Бессмыслица. Определенно, невероятно глупая способность: забирать боль у тех, кто за эту боль держится; кто стремится к новой боли.
Поднимаюсь на ноги, заправляю кровать и подхожу к зеркалу. Я расчесываю волосы медленно и сосредоточенно, считая это одним из тех занятий, что отвлекают от того, что творится за окном. Я прокатываюсь щеткой, локоны хрустят, вытягиваются, и я внезапно становлюсь похожей на обычного человека. Правда, это иллюзия, конечно.
Я далеко не обычный человек. И проблемы у меня не человеческие.
Знаете, иногда я думаю, что не любить свои способности – грех. Многие ведьмы – да пусть это полное безумие – держатся за религию, за церковь, наивно предполагая, что Бог взглянет на них сверху вниз и погладит по головке, да шепнет: я с тобой.
Уголки моих губ дрогают, и я тихо усмехаюсь.
Да-да, он со мной каждый раз, когда я захлебываюсь в ванной комнате. Он со мной. Он наблюдает. И, наверняка, ему очень смешно.
Я всегда скептически относилась к религии. Нет-нет, людям нужно во что-то верить, уж я-то знаю. Но я не понимаю механизм «прощения», «искупления». В чем смысл? Разве стоит прощать всех? Убийц? Насильников? Умалишенных психопатов, которые глядят на свою жертву бешеными, зверскими глазами и получают удовольствие от ее мук? Почему я должна придерживаться религии, в которой каждый ублюдок и псих найдет свою тропу, в которой даже «ад» - метафора искупления? Девять кругов, одиннадцать тысяч ступеней, семь грехов, и каждый – прощается, пусть в Святой Книге говорится о не прощении. Даже мои способности – в излечении. Какого, спрашивается, черта?
Чем эти люди заслужили такое к себе отношение?
Знаю: это не милосердие. Это равнодушие. Каждый должен получать по заслугам, и каждый должен знать, что, соверши он преступление, никакой Господь по головке его не погладит. И тогда я поверю в такого Хозяина. Тогда я стану верующей и начну молиться перед сном, ходить в церковь. Да, тогда я буду знать, что виновные получат по заслугам, и никто их не простит лишь потому, что они извинились. И тогда я решу, что мой дар лишь тех исцеляет, кто этого заслуживает. А не всех подряд. Не каждого, кто сделал так много, но расплатился так просто.
Я спускаюсь вниз. Мамы уже нет. Она всегда уходит рано, и я вдруг думаю, что она специально убегает, чтобы я не ощущала ее чувства. По утрам ведь жизнь всегда кажется невыносимой. Ночью ты готов свернуть горы, а с рассветом хочешь слиться с пылью.

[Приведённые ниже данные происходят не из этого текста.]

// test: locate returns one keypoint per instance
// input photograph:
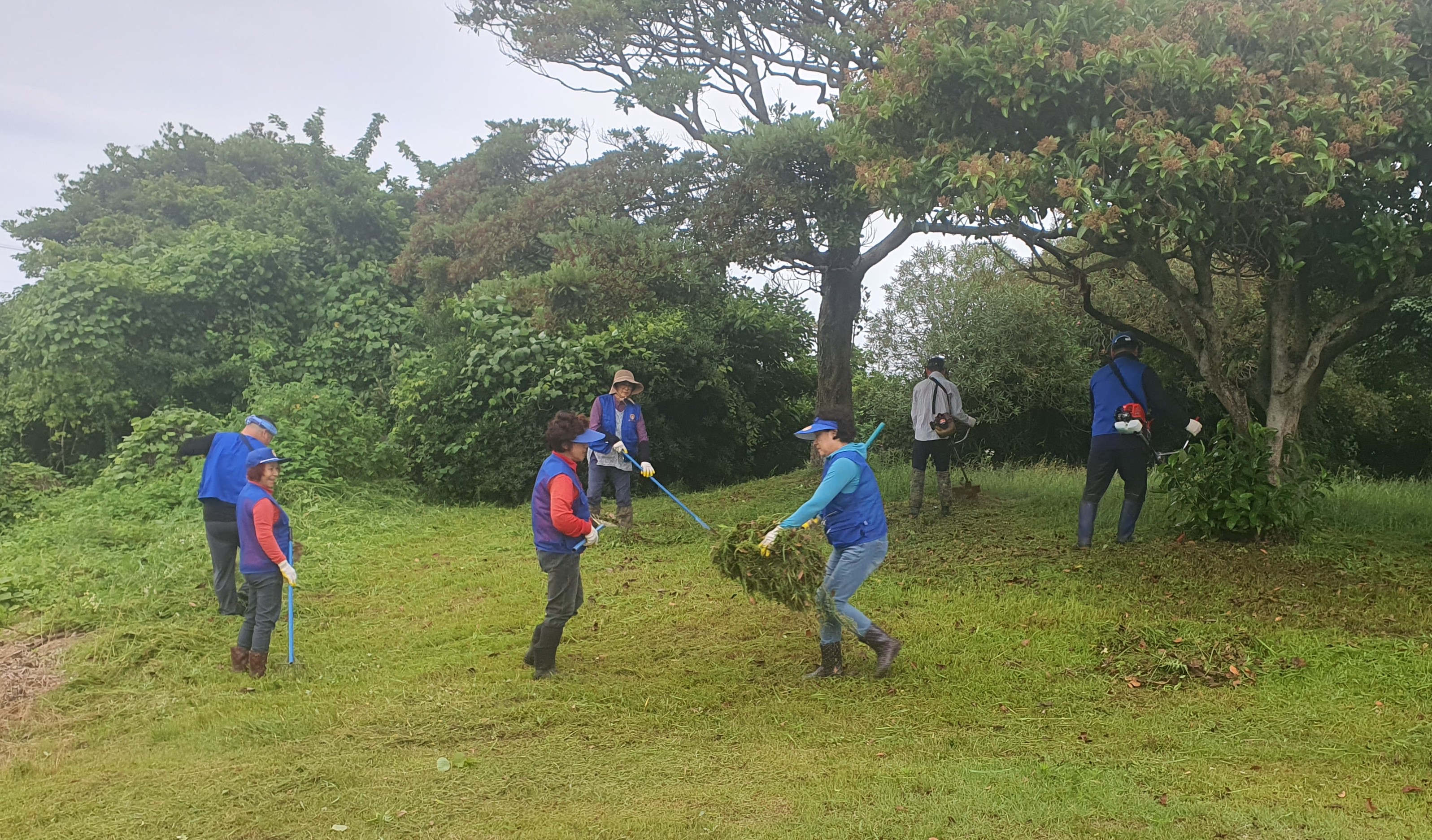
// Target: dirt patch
(29, 667)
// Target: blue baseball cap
(262, 456)
(819, 426)
(257, 421)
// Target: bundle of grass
(789, 575)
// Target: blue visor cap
(819, 426)
(264, 456)
(257, 421)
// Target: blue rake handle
(668, 493)
(583, 541)
(291, 612)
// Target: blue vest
(1109, 394)
(544, 535)
(224, 470)
(252, 559)
(855, 517)
(626, 431)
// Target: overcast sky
(76, 75)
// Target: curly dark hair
(565, 428)
(844, 426)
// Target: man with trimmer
(1129, 397)
(937, 414)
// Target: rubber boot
(1129, 517)
(885, 649)
(544, 654)
(1086, 523)
(527, 660)
(831, 662)
(945, 493)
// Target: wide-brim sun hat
(819, 426)
(623, 375)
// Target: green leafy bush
(152, 448)
(1222, 488)
(22, 484)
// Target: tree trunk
(836, 331)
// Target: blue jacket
(224, 471)
(544, 535)
(623, 428)
(1109, 396)
(857, 517)
(252, 559)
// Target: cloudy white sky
(76, 75)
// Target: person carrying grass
(266, 546)
(562, 531)
(850, 503)
(623, 433)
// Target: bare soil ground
(29, 667)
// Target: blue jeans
(598, 481)
(844, 573)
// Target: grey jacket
(945, 400)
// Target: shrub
(1222, 488)
(152, 447)
(22, 484)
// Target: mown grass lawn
(681, 710)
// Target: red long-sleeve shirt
(266, 514)
(563, 493)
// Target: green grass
(681, 710)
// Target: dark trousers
(598, 481)
(261, 614)
(224, 552)
(563, 599)
(1109, 454)
(937, 451)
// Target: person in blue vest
(562, 531)
(623, 434)
(224, 477)
(267, 556)
(850, 503)
(1120, 440)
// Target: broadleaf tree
(1259, 155)
(779, 202)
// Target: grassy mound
(788, 575)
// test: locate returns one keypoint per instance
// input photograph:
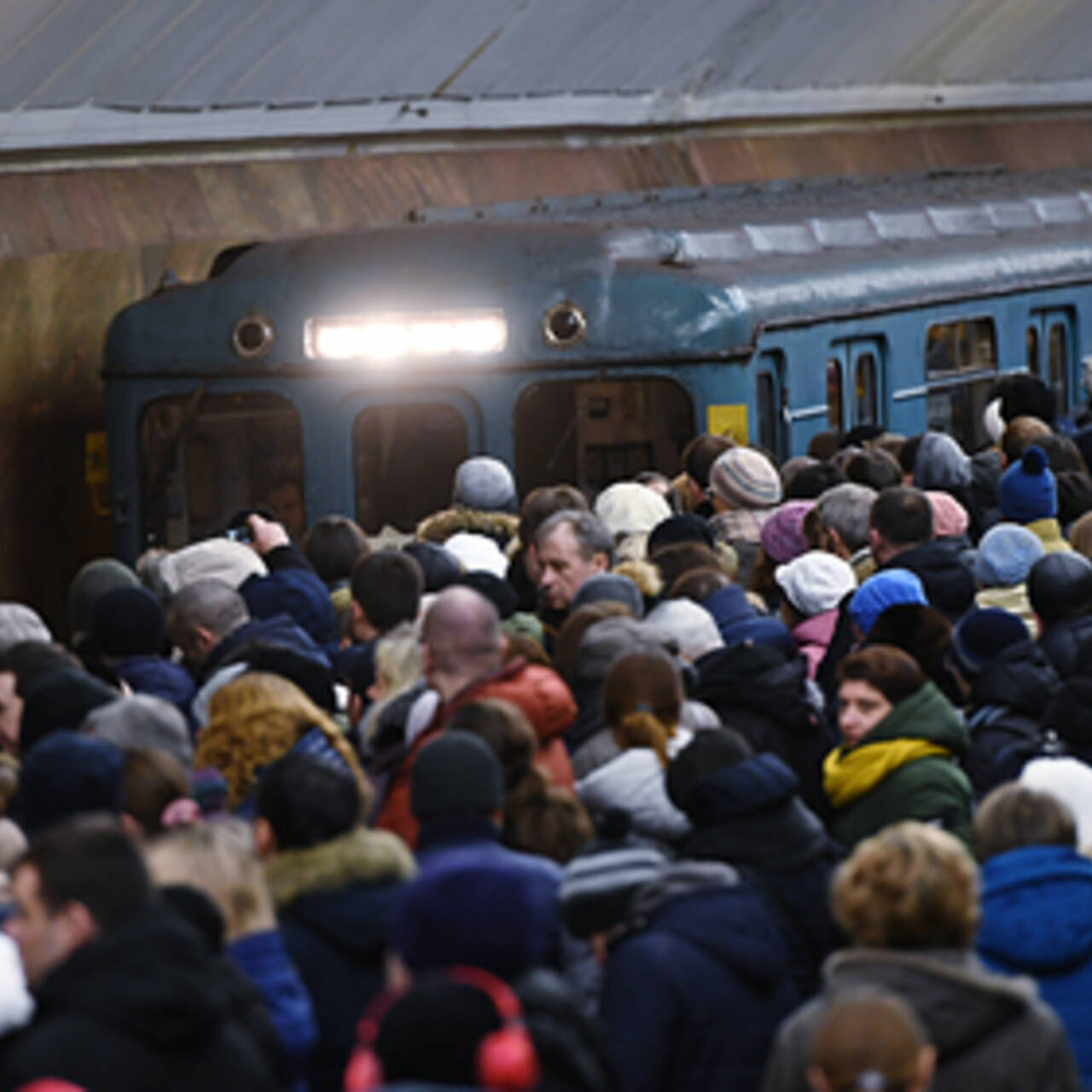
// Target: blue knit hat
(1006, 554)
(1028, 491)
(981, 635)
(885, 590)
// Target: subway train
(584, 340)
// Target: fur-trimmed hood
(363, 855)
(643, 573)
(440, 526)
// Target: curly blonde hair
(257, 718)
(909, 886)
(218, 858)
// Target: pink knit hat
(949, 515)
(783, 532)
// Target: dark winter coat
(694, 990)
(292, 587)
(990, 1032)
(729, 607)
(160, 677)
(751, 816)
(882, 781)
(280, 629)
(264, 959)
(949, 584)
(1063, 640)
(1008, 700)
(136, 1009)
(763, 694)
(335, 902)
(1037, 920)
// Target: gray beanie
(613, 588)
(608, 639)
(940, 463)
(485, 484)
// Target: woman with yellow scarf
(900, 741)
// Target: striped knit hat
(745, 479)
(597, 887)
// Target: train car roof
(147, 73)
(664, 277)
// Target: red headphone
(506, 1058)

Послезавтра Йоль – день зимнего солнцестояния. Мне опять придется запереть себя в ванной комнате, а моей матери вновь придется не вставать с постели. Но мы привыкли.
Наверно.
Мне хочется прогуляться, хотя я прекрасно понимаю, во что это может вылиться. Но сидеть дома – невыносимо. Когда-то я уже пыталась запереть себя, замуровать в коттедже, как в тюрьме, лишь бы не встречаться с людьми и не испытывать их чувства. Но потом до меня дошло, что из дома выходить нужно, иначе я окончательно сойду с ума. Собственно, у меня и так нет друзей, нет хороших знакомых. Закрывшись в своей комнате, я бы просто срослась с деревянным полом и превратилась бы в чучело, набитое собственным ужасом.